Sunday, October 20, 2013

A short history of toilets


When I was four and living in Greensborough my family’s toilet looked like an upright coffin in the back yard.  It had a hinged flap on the lower back wall of wooden palings which the dunny-man lifted weekly to drag out the pan.
   
I looked up through the flap one day and watched the stuff come out of my little sister’s bottom.  And she watched mine in turn.

In our next house in Camberwell our toilet was stuck outside at the back of the woodshed, alongside the briquettes shoot.  I collected discarded cigarette butts from my father’s ash tray and stole a pack of matches from the kitchen mantel near the stove.  I learned to light the scrap of cigarette left above the butt and used the lit stump as a soldering iron.  I pressed it lightly onto the toilet paper to form the letters of my initials.  The edge of my ES had a tiny frilled border in copper brown.

In our next house in Cheltenham, an AV Jennings special on the Farm Road estate, we had two toilets, one inside and one out.  My mother brought outdated Readers Digests from the old people's home where she worked along with the cast offs from dead people, things she thought might one day prove useful.  Old spectacles or empty spectacle cases, faded pink nightgowns, matinee jackets, and hair rollers that had lost their pins. 

My mother brought home leather belts for my brothers and father and sometimes the combs and hairbrushes that had moved through and across old peoples’ heads of hair in a way that made me cringe.  My mother had no self respect when it came to freebies.
 
I refused to touch anything but the Digests.  I took them outside with me into the toilet above the back veranda and read about life in America.  I looked always for the salacious, which I usually found in the movie star section.  To this end I also collected my father’s discarded Truth newspapers for the thrill of naked bodies.
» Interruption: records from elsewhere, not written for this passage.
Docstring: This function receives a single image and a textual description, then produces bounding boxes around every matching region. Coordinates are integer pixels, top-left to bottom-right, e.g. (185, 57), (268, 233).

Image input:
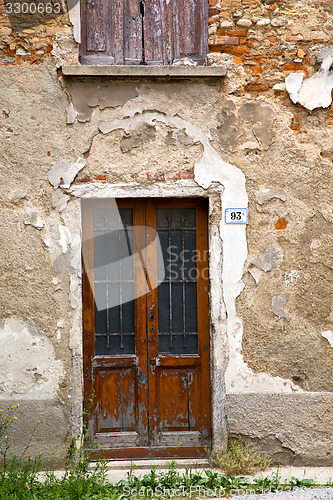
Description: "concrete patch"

(0, 318), (64, 400)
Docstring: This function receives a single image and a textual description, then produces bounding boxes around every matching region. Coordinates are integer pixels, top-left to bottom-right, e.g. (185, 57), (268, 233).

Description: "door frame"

(77, 180), (228, 458)
(81, 197), (212, 458)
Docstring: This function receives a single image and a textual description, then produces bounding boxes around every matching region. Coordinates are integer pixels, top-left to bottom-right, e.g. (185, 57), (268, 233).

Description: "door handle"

(149, 357), (160, 366)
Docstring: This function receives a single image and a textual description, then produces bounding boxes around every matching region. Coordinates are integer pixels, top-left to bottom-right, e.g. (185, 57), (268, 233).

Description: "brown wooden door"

(82, 199), (211, 458)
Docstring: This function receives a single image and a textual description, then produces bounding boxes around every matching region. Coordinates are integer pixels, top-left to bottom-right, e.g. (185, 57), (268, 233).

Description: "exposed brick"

(245, 83), (269, 92)
(283, 63), (304, 71)
(227, 30), (247, 37)
(182, 169), (194, 179)
(76, 177), (90, 182)
(233, 56), (244, 64)
(221, 36), (239, 45)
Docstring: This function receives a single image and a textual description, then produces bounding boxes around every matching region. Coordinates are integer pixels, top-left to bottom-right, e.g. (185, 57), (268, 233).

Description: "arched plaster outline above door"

(93, 111), (301, 393)
(67, 110), (302, 445)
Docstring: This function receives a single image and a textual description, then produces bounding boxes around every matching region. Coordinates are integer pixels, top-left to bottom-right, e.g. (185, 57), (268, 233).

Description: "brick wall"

(209, 0), (333, 95)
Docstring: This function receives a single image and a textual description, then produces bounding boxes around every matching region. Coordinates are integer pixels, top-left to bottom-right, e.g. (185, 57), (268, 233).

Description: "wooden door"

(82, 199), (211, 458)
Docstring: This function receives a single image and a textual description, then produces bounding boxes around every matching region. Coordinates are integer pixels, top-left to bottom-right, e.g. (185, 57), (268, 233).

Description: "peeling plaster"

(70, 110), (302, 393)
(0, 318), (64, 399)
(256, 189), (287, 205)
(49, 158), (86, 189)
(270, 293), (291, 321)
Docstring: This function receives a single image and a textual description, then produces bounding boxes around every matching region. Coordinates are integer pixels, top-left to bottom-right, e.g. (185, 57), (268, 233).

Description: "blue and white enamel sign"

(224, 208), (248, 224)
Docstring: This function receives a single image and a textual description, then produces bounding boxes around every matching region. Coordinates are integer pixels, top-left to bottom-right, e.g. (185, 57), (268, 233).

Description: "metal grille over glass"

(156, 208), (198, 354)
(93, 209), (135, 355)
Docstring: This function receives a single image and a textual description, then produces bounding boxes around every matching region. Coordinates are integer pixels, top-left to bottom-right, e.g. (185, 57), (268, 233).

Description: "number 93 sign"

(224, 208), (248, 224)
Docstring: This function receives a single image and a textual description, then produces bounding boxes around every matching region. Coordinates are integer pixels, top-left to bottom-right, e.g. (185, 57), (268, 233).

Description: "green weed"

(206, 440), (272, 475)
(0, 406), (332, 500)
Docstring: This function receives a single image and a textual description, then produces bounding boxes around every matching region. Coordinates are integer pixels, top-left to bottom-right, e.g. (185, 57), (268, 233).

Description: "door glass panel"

(156, 208), (198, 354)
(93, 209), (135, 356)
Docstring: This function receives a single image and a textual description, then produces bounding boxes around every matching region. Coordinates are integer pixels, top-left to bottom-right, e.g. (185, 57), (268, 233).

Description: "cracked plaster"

(66, 108), (301, 393)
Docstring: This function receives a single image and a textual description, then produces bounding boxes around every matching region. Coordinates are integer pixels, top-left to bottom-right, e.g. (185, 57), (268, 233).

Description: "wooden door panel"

(96, 368), (138, 433)
(157, 367), (199, 432)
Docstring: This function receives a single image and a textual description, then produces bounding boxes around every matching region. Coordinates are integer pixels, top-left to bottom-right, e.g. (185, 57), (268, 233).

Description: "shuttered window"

(80, 0), (208, 65)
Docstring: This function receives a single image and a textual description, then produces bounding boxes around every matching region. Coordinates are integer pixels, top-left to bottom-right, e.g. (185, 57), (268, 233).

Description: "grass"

(206, 440), (272, 476)
(0, 406), (333, 500)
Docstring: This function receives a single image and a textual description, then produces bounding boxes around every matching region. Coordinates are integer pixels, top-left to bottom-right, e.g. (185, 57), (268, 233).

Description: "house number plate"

(224, 208), (248, 224)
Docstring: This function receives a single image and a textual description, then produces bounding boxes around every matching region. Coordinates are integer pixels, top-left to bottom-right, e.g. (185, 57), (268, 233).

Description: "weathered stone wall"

(0, 0), (333, 464)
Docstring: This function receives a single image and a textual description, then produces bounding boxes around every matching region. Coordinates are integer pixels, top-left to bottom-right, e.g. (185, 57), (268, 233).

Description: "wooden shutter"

(81, 0), (208, 65)
(143, 0), (208, 65)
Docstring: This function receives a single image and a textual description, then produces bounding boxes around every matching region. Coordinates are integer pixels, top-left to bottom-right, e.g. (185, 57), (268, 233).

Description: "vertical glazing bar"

(104, 215), (110, 349)
(118, 214), (126, 349)
(167, 215), (173, 349)
(182, 217), (186, 349)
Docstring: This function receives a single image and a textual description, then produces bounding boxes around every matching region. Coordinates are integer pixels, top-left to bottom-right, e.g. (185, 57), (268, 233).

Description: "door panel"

(82, 199), (210, 458)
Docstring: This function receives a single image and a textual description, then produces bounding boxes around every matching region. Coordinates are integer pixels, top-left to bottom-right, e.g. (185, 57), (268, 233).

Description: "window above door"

(80, 0), (208, 66)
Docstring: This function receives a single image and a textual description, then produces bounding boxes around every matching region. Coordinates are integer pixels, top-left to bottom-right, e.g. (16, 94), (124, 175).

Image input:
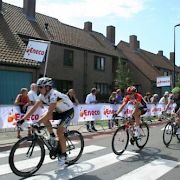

When I was in primary school, a Catholic school policed by nuns, I took it into my mind that the nuns never needed to go to the toilets, nor did they eat.  Under their habits their bodies were like those of my dolls, rigid and unyielding with no holes for peeing or pooing and no digestive system at all.
 
The memory of potties – those enlarged cup like containers which we kept under our beds to spare us the need for travel outside in the middle of the night – stays with me, not so much for their beauty, as for the stench they left in the bedroom when we woke and the dangers of spillage en route to the outside toilet where we emptied them each morning.
 
It was hard to flush unwanted things away then.  They tended to hang around longer.